Some of the brightest coaches in the game - people like Villas-Boas and Rodgers - demonstrate that the ability to coach the game isn't reflective of one's ability to play the game. Those coaches became students of the game at an early age and worked their way up the coaching ladder, either as assistant coaches or as academy coaches, before moving into senior management.
Internationally, some of the most successful coaches in the game achieved their success without ever touching the field as professional players. Arrigo Sacchi turned AC Milan into one of the greatest club teams ever in the late '80s and early '90s, winning back-to-back European Cups. Carlos Alberto Parreira won the World Cup with Brazil in 1994; neither he nor Sacchi ever set foot on the field as professional players.
Closer to home, Canada's women's national team coach, John Herdman, never played professionally. Yet he is one of the best coaches I've come across in over two decades of professional involvement in the game.
While players are immersed in a football culture day in, day out, that doesn't necessarily translate to success in coaching.

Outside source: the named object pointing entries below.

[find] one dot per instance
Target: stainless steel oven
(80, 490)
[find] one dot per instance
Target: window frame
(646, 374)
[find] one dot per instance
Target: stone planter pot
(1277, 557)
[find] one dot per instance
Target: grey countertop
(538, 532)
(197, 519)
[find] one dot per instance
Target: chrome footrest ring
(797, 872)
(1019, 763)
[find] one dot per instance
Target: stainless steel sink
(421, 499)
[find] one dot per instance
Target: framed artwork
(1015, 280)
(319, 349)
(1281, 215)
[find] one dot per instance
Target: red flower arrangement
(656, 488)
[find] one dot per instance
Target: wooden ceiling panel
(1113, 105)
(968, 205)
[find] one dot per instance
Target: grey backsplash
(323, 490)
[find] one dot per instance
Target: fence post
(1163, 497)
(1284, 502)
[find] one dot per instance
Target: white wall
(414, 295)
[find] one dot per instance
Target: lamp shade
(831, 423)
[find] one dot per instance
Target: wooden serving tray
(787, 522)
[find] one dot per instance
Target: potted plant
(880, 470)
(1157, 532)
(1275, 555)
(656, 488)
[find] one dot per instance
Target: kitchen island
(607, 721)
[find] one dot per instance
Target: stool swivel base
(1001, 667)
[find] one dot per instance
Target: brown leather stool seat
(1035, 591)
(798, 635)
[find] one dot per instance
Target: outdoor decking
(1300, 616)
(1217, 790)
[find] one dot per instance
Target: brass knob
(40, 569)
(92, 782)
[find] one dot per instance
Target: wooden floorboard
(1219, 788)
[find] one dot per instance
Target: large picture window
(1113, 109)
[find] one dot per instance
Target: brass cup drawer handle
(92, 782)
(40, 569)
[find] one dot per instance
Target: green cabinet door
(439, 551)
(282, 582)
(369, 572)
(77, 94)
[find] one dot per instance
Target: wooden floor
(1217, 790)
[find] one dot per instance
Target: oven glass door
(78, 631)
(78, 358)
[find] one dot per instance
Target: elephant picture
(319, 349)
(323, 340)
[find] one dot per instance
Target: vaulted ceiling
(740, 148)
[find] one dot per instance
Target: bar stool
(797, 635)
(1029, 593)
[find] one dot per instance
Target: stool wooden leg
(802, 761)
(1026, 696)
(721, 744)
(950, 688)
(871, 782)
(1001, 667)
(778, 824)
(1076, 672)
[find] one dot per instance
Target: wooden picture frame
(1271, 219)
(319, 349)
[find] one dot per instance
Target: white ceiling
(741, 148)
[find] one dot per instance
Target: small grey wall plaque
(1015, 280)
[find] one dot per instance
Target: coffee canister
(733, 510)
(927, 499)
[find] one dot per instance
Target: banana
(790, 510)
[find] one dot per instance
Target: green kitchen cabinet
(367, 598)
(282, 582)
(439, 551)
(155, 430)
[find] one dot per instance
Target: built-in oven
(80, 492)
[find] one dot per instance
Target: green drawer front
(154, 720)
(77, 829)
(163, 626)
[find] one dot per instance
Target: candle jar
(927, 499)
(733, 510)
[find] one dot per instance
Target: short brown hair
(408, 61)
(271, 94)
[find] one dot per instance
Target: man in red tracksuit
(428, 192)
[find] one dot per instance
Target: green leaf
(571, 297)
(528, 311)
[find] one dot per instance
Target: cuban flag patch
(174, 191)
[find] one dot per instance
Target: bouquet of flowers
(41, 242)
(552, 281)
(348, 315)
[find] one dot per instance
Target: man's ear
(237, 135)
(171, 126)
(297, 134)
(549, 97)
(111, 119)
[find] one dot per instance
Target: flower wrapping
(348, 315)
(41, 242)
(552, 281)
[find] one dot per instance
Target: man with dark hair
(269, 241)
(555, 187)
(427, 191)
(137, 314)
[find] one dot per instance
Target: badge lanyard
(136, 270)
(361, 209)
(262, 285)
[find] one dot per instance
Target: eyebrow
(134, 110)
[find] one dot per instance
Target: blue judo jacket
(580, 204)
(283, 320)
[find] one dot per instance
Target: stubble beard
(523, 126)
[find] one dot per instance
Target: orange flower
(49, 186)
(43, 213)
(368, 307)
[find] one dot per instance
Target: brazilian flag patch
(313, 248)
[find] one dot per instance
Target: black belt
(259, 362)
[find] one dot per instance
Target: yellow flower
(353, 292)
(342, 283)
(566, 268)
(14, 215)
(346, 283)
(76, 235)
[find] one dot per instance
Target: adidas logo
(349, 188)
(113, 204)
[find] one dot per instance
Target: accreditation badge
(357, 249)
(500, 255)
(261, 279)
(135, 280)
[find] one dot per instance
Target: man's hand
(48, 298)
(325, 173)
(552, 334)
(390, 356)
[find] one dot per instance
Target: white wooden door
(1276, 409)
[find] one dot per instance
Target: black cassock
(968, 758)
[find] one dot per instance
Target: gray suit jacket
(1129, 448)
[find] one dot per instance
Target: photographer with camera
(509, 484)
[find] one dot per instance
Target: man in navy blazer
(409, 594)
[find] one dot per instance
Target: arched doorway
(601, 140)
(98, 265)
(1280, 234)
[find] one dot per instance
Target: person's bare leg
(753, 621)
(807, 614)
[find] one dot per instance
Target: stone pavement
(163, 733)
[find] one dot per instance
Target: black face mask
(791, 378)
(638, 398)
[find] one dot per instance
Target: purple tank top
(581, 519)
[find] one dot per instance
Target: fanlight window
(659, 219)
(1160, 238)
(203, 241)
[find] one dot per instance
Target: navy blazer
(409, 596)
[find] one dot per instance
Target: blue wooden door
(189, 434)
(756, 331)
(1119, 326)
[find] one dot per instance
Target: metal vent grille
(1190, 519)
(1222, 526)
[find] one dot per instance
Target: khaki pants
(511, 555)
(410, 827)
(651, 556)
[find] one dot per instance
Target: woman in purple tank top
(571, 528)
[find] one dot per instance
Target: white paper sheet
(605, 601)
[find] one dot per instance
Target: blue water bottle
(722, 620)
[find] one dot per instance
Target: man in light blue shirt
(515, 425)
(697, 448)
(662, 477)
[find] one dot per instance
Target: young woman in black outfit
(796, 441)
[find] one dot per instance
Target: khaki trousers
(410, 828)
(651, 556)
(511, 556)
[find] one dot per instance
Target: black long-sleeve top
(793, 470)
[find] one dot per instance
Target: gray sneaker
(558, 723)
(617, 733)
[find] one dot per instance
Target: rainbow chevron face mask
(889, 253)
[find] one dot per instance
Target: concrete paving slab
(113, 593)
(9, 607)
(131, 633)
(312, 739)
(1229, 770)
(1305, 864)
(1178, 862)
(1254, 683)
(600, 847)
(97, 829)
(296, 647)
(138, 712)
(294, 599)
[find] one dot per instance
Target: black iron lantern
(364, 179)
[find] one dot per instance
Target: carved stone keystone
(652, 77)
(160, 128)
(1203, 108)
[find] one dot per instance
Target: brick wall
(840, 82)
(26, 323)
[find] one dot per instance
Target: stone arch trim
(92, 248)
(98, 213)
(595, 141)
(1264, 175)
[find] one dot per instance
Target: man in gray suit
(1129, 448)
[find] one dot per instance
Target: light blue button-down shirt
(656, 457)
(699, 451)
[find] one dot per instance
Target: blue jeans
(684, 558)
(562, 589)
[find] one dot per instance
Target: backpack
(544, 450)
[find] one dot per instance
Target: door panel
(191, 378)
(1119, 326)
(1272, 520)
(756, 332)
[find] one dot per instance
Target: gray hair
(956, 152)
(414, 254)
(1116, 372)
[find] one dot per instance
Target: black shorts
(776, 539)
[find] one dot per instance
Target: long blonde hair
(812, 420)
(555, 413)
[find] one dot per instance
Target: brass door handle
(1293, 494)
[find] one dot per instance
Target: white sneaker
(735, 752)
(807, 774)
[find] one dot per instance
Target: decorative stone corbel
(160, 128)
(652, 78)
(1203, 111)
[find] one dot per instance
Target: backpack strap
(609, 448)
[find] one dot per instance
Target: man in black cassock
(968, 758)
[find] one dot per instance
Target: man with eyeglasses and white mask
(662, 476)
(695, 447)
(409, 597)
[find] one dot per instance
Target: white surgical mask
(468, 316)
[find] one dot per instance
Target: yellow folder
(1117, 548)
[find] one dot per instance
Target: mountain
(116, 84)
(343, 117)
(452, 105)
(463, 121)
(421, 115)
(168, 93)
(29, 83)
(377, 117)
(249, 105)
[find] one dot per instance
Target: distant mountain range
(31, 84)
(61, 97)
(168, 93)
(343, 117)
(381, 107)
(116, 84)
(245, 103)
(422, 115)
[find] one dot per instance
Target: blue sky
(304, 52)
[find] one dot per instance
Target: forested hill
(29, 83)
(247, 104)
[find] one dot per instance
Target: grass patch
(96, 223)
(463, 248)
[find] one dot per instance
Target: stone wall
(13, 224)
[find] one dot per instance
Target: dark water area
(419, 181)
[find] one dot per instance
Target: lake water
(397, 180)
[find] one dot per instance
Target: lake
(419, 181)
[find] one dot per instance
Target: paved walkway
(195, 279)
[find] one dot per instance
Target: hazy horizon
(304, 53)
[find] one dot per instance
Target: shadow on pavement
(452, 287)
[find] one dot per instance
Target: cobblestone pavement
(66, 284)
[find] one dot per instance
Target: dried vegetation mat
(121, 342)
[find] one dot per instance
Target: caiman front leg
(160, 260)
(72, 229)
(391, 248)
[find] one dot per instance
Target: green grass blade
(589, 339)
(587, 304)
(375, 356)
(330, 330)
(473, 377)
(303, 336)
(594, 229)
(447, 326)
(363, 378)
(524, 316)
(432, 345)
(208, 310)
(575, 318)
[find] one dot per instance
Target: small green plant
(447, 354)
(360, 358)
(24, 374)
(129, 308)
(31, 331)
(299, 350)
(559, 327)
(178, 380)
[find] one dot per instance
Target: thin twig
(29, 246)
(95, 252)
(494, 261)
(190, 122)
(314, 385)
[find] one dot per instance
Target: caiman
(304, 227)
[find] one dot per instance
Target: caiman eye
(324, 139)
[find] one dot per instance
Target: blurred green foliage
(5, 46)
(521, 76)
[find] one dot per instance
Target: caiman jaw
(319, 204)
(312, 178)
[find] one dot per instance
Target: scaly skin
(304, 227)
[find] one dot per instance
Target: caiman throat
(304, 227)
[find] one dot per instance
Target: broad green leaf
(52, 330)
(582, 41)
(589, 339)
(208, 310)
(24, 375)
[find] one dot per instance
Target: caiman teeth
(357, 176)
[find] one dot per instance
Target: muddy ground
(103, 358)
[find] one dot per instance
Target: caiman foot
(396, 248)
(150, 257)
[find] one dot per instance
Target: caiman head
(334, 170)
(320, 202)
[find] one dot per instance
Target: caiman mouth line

Take Arsenal and England defender Tony Adams, for example. An exceptional player for both club and country, his forays into management with Wycombe Wanderers and Portsmouth FC failed to bring success; he suffered relegation to League Two with Wycombe and only managed to win four of his 22 games in charge of Portsmouth before being sacked. Adams' last coaching appointment was in May 2010 with Gabala FC in the Azerbaijan Premier League, a post he subsequently left in November 2011.
Arguably the world's best-ever player, Diego Maradona, had a disastrous spell as manager of his national team. In charge of Argentina's 2010 World Cup appearance, he will be remembered for his tactical naiveté and general incompetence during his country's 4-0 hammering at the hands of Germany.
In professional football, being able to manage the personalities of your players is far more important than being able to ping a 60-yard ball across the pitch. Sir Alex Ferguson summed it up nicely in his recent autobiography, when he said, "Football management is a never-ending sequence of challenges. So much of it is a study in the frailty of human beings."
While a professional playing background teaches you the technical, tactical and physical requirements of the game, does it teach you to understand the frailty of human beings? Not really. Being a player is often a selfish existence; you worry, first and foremost, about your own performance. You don't have that luxury as a manager, where you must give as much of your time (if not more) to the weakest member of your team as you do to your star player. You must be able to see the bigger picture, and must be able to tailor your teaching methods to meet the needs of each and every one of your players and staff.
The ability to do this comes naturally for some - which might explain why so many clubs make the mistake of hiring a former player as their coach. They assume that years spent playing the game are equivalent to years spent teaching it.
But for most coaches, being able to manage a group of professional players comes only with years and years of practice. But if you don't have a professional playing career behind you, getting an opportunity at a professional club is very difficult.
Because there is definitely a perception amongst club owners and chairman that the lack of a professional playing career is somehow a black mark on a coach's resumé - as if the ability to teach the game is directly related to the ability to play the game. Perhaps the only way to dispel this belief is for more coaches like Villas-Boas, Rodgers and Herdman to achieve success in the game.